QQQ closed the week at $736.40, up 3.2%, erasing most of the losses from the prior week's 4.6% drop — and the positioning data that greeted the recovery is notably more ambiguous than the clean reset narrative that defined late June.
The most interesting development this week is a quiet rebuilding of short interest against a rising tape. Bears added roughly 2.3% to their position on Tuesday alone, nudging the short book back up to 67.2 million shares — 10.5% of the free float. That compares to 65.7 million the prior session and sits meaningfully above the recent trough after the June 24 unwind. The month-on-month picture is sharper still: short interest has risen 21% since late May, even after accounting for the mid-month trimming. This is not the picture of a bear community that has given up. The borrow market, however, tells a more relaxed story. Availability has loosened considerably — 238% now, meaning more than two shares are available to borrow for every share already lent out. That compares to 216% when last week's weekly report was published and to the 52-week tightest reading of just 25.9% that made this setup genuinely dangerous in mid-June. Cost to borrow ticked up 21% on the week to 0.63%, but remains firmly in low territory. Bears can still build positions at minimal cost, and the pool is not constrained.

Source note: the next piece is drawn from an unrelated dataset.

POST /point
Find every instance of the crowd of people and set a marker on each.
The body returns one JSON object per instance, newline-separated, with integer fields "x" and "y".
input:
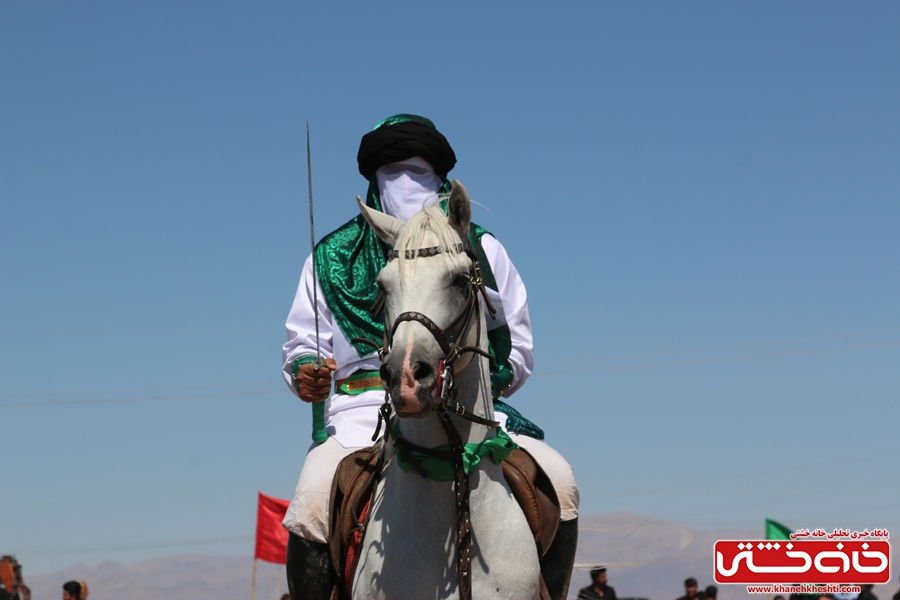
{"x": 72, "y": 590}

Options positioning has shifted in a way that supports the calmer tone. The put/call ratio has drifted down to 1.41, now slightly below its 20-day average of 1.48 — about one standard deviation on the softer side of the mean. For context, the PCR has spent much of May and early June running north of 1.55, so the current reading marks a genuine reduction in hedging demand. The 52-week range runs from 1.09 to 1.86, placing QQQ in the lower half of its defensive-positioning band. Taken with the loosening borrow pool, options traders are no longer pricing the kind of tail-risk anxiety that characterised mid-June. The ORTEX short score has also come off its recent peak: it registered 64.3 on June 22 — the highest reading in this window — and has eased steadily to 58.1 by Tuesday, still elevated but no longer at a level that historically coincides with extreme bear conviction.
The analyst data for this ETF is too stale to be useful — the most recent price-target record dates to 2008 — so the Street angle is better read through the underlying index than through any formal consensus. What matters here is that the rally back toward $736 has come on a week when short interest was actually rising, not falling. That divergence — price up, shorts up — is worth holding in mind. It suggests bears are not capitulating into the bounce; they are using it.
The week ahead brings the July 4 US holiday mid-week, compressing volume and likely dampening volatility. The key question is whether the short book continues to build quietly through the second half of July, or whether a sustained move above the prior $740 resistance level prompts another round of forced covering — the same dynamic that drove the availability collapse seen in mid-June.